Policing and institutions such as Child Protective Services (CPS) have historically impacted children and families of color the most. Police are responsible for producing about 20 percent of reports of child abuse and neglect. However, policing is not represented equally across all populations and affects Black and brown families the most. About half of Black children will experience a child welfare investigation before their 18th birthday. This prevalence of Black people’s encounters with police follows a similar statistic: 49% of Black men will experience an arrest by age 23 compared to only 30% of Americans. In addition, Black children are grossly overrepresented in the national foster care population. Although Black children were only 14 percent of the child population in the United States in 2019, they made up 23 percent of children in foster care. These statistics are rooted in historical and structural racism that continues to oppress families of color.
One interesting thing to note is that police have more intimate contact with families and children more than health care providers, educators, or social service providers. They can gain access to children and families’ lives more easily without having to gain consent like other sectors. As a result, young adults that have children in foster care are more likely to have their kids detained too and perpetuate these cycles. Their lives are under surveillance, and every action is monitored compared to their counterparts. The widespread policing and involvement with CPS continue to exacerbate racial inequalities.
Child Protective Services has made it very hard for families that are already struggling to get their kids back. Families will struggle with paying their rent, finding employment, battling addiction to drugs, or mental health, and CPS will further exacerbate their circumstances by taking their children away or opening a case on them. Going to court, getting immediately separated from your families, and dealing with CPS’s requirements is not in the best interest of the families. These outcomes further hurt families and children.

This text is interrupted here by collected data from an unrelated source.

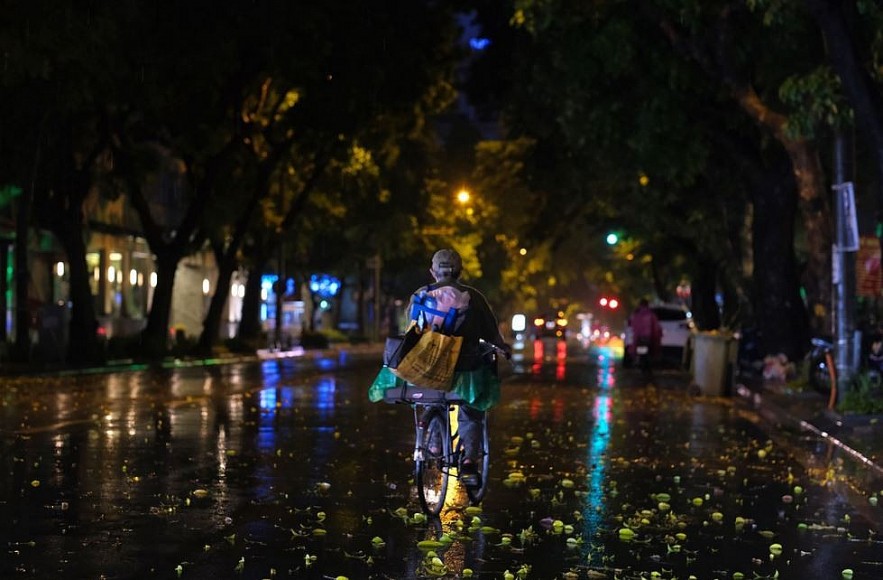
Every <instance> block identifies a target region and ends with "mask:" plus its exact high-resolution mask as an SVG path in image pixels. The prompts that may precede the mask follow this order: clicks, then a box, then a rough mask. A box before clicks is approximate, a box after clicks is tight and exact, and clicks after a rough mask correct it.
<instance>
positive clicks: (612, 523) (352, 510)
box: [0, 352, 883, 580]
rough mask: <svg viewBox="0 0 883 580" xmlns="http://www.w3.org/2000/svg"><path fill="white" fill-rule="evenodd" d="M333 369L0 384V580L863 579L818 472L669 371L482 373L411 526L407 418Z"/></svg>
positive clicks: (319, 359) (736, 411)
mask: <svg viewBox="0 0 883 580" xmlns="http://www.w3.org/2000/svg"><path fill="white" fill-rule="evenodd" d="M338 363H339V361H338V360H335V359H327V360H326V359H318V360H316V361H313V362H307V361H303V360H299V359H281V360H279V361H271V362H264V363H260V364H233V365H221V366H215V367H196V368H184V369H177V370H174V371H168V370H159V371H147V370H144V371H137V372H126V373H115V374H100V375H99V374H96V375H86V376H71V377H63V378H40V379H15V380H4V383H3V386H2V409H0V412H2V467H3V477H2V479H0V516H2V521H3V522H4V523H5V524H4V526H3V529H2V531H0V539H2V546H3V549H4V554H3V558H2V564H0V577H2V578H84V579H85V578H92V579H97V578H274V577H284V578H339V577H345V578H349V579H352V580H354V579H360V578H434V577H443V578H459V577H467V576H468V574H469V573H470V572H471V573H472V574H473V577H477V578H494V579H497V578H507V577H508V576H507V575H506V574H507V573H508V574H511V575H512V577H513V578H536V579H546V578H548V579H552V578H562V579H563V578H568V579H571V578H573V579H576V578H604V577H606V578H611V579H612V578H648V579H649V578H688V577H690V576H691V575H692V576H695V577H696V578H700V579H704V578H721V579H724V578H727V579H730V578H739V577H740V576H739V574H742V576H741V577H743V578H752V579H753V578H773V577H775V575H776V574H778V577H779V578H840V577H841V575H842V573H843V571H844V570H845V569H851V570H853V571H854V577H855V578H883V544H881V542H880V540H878V539H877V537H876V531H877V530H876V527H875V524H873V523H872V521H876V520H874V519H873V518H874V516H875V515H878V514H877V512H876V510H877V509H883V506H881V507H880V508H877V507H876V506H875V505H871V501H875V500H871V499H870V498H867V499H868V504H867V505H865V506H862V505H851V504H848V503H846V501H845V499H844V495H843V494H842V493H839V492H838V488H839V487H840V486H838V485H836V484H835V483H836V479H837V472H838V469H839V468H840V466H841V465H842V463H841V460H840V458H838V457H837V456H836V453H821V454H819V453H816V455H817V457H816V458H815V460H812V461H809V462H808V461H807V457H809V456H808V455H807V453H810V454H811V453H813V452H819V451H824V450H823V449H821V448H819V447H818V443H817V442H815V441H812V440H808V439H807V438H806V437H805V436H794V435H789V434H785V433H772V432H769V431H768V430H767V429H768V427H767V426H766V425H765V424H764V423H762V422H760V421H759V420H758V418H757V416H756V415H755V414H754V413H753V412H751V411H750V410H748V409H746V408H743V407H740V406H739V405H738V404H735V402H734V401H732V400H730V399H708V398H704V397H695V396H691V395H690V394H688V393H687V392H686V389H685V386H686V383H687V381H688V377H686V375H684V374H683V373H680V372H677V371H663V372H659V373H657V375H656V377H655V380H654V384H653V385H650V386H648V385H647V384H646V382H645V381H644V380H643V379H642V377H641V376H640V374H639V373H636V372H632V371H623V370H622V369H620V368H619V367H618V366H616V365H615V364H613V362H612V361H611V360H610V359H607V358H605V357H604V356H600V357H596V356H594V355H592V356H590V355H587V354H586V353H584V352H577V353H573V352H572V353H570V354H569V355H568V356H566V357H565V356H562V355H561V353H559V355H558V356H556V355H555V354H554V353H551V352H550V353H549V354H548V355H547V356H546V357H544V358H542V359H540V360H537V361H534V360H532V359H531V358H530V357H529V356H528V357H527V358H526V359H525V360H523V361H517V362H516V364H515V365H514V366H512V365H508V363H504V365H508V366H506V368H505V371H506V372H505V374H506V376H507V378H506V381H505V383H504V389H503V401H502V403H501V404H500V406H499V407H497V408H496V409H494V411H493V412H492V414H491V418H490V421H491V431H492V433H491V449H492V454H493V459H492V462H491V474H490V489H489V492H488V495H487V497H486V498H485V500H484V502H483V504H482V505H481V506H480V511H478V510H475V509H467V507H468V500H467V499H466V497H465V494H464V493H463V492H462V491H461V490H459V489H458V488H457V486H456V485H453V486H452V492H451V493H450V496H449V498H448V505H447V506H446V508H445V510H444V511H443V513H442V516H441V518H440V520H439V521H424V519H423V518H422V517H420V515H419V514H418V513H417V512H419V504H418V502H417V499H416V495H415V491H414V489H413V485H412V483H413V482H412V478H413V474H412V469H413V464H412V461H411V449H412V445H413V418H412V414H411V411H410V409H409V408H407V407H405V406H401V405H387V404H383V403H377V404H372V403H370V402H368V401H367V399H366V396H365V392H366V389H367V385H368V384H369V383H370V381H371V379H372V378H373V375H374V373H375V372H376V367H375V366H374V364H373V363H372V364H369V365H359V366H356V367H353V368H351V369H341V368H340V366H339V364H338ZM819 457H821V459H819ZM866 515H870V517H871V519H870V520H869V519H867V518H866V517H865V516H866ZM623 530H627V531H623ZM426 540H429V541H433V542H437V543H435V544H431V543H430V544H419V542H421V541H426ZM438 540H441V541H440V542H439V541H438ZM430 549H431V552H430ZM434 558H437V560H434Z"/></svg>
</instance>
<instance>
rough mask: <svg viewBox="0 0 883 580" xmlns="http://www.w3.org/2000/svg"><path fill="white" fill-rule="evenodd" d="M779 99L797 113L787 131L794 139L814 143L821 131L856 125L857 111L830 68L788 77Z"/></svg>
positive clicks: (781, 87) (833, 71)
mask: <svg viewBox="0 0 883 580" xmlns="http://www.w3.org/2000/svg"><path fill="white" fill-rule="evenodd" d="M779 98H780V99H781V100H782V102H783V103H785V104H786V105H788V106H789V107H790V109H791V110H792V111H794V112H793V113H792V114H791V115H790V116H789V117H788V127H787V134H788V135H789V136H790V137H791V138H793V139H801V138H806V139H811V138H813V137H815V136H816V134H817V133H818V130H819V128H820V127H834V128H844V127H847V126H850V125H852V124H853V111H852V109H851V108H850V107H849V105H848V104H847V103H846V100H845V98H844V97H843V93H842V87H841V82H840V77H838V76H837V75H836V74H834V71H832V70H831V69H830V68H829V67H827V66H819V67H817V68H815V69H813V70H812V71H811V72H810V73H808V74H804V75H792V76H790V77H788V78H787V79H785V81H784V82H783V83H782V86H781V87H780V88H779Z"/></svg>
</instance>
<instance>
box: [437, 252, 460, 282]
mask: <svg viewBox="0 0 883 580" xmlns="http://www.w3.org/2000/svg"><path fill="white" fill-rule="evenodd" d="M462 271H463V260H461V259H460V254H458V253H457V252H455V251H454V250H449V249H447V248H445V249H443V250H439V251H437V252H436V253H435V254H434V255H433V256H432V266H431V267H430V268H429V273H430V274H432V277H433V278H435V280H436V282H441V281H443V280H456V279H457V278H459V277H460V272H462Z"/></svg>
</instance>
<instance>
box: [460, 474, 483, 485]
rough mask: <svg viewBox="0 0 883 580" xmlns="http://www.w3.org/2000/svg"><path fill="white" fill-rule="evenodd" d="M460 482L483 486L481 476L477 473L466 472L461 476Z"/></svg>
mask: <svg viewBox="0 0 883 580" xmlns="http://www.w3.org/2000/svg"><path fill="white" fill-rule="evenodd" d="M460 483H462V484H463V485H465V486H466V487H481V476H480V475H479V474H477V473H464V474H463V475H461V476H460Z"/></svg>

For example, in my own personal experience, my stepdad lost custody of myself and my two sisters. He ended up going to jail for a year for unrelated reasons. Upon release, CPS required him to have his own apartment, job, bedrooms for each of my sisters, parenting classes, counseling, and monitored visits. Until he did each and every requirement, he would not be able to get my sisters back. How is the average person supposed to gain access to housing with a criminal record? How was he supposed to obtain a living-wage job, but required to go to all these different classes during business hours? It took him over two years to finally complete these requirements that should have been six months or less. These are all things that would be very difficult to do without support or access to supplemental services.
The United States federal government describes the child welfare system as a group of services designed to promote the “well-being of children by ensuring safety, achieving permanency, and strengthening families.” This is not child welfare. Child welfare is what the best interests of the child are. Child welfare is not keeping my sisters away from their dad for many years to complete these requirements without support. My sisters and I experienced two years of critical development without our family. We had to live in foster homes because my father struggled to provide. This is the reality of many residents all over the country. Systems should be designed to help and be proactive to prevent these snowball effects. CPS is reactive and only intervenes after the damage is done. These are the same systems and obstacles that disproportionately affect those populations that are policed the most.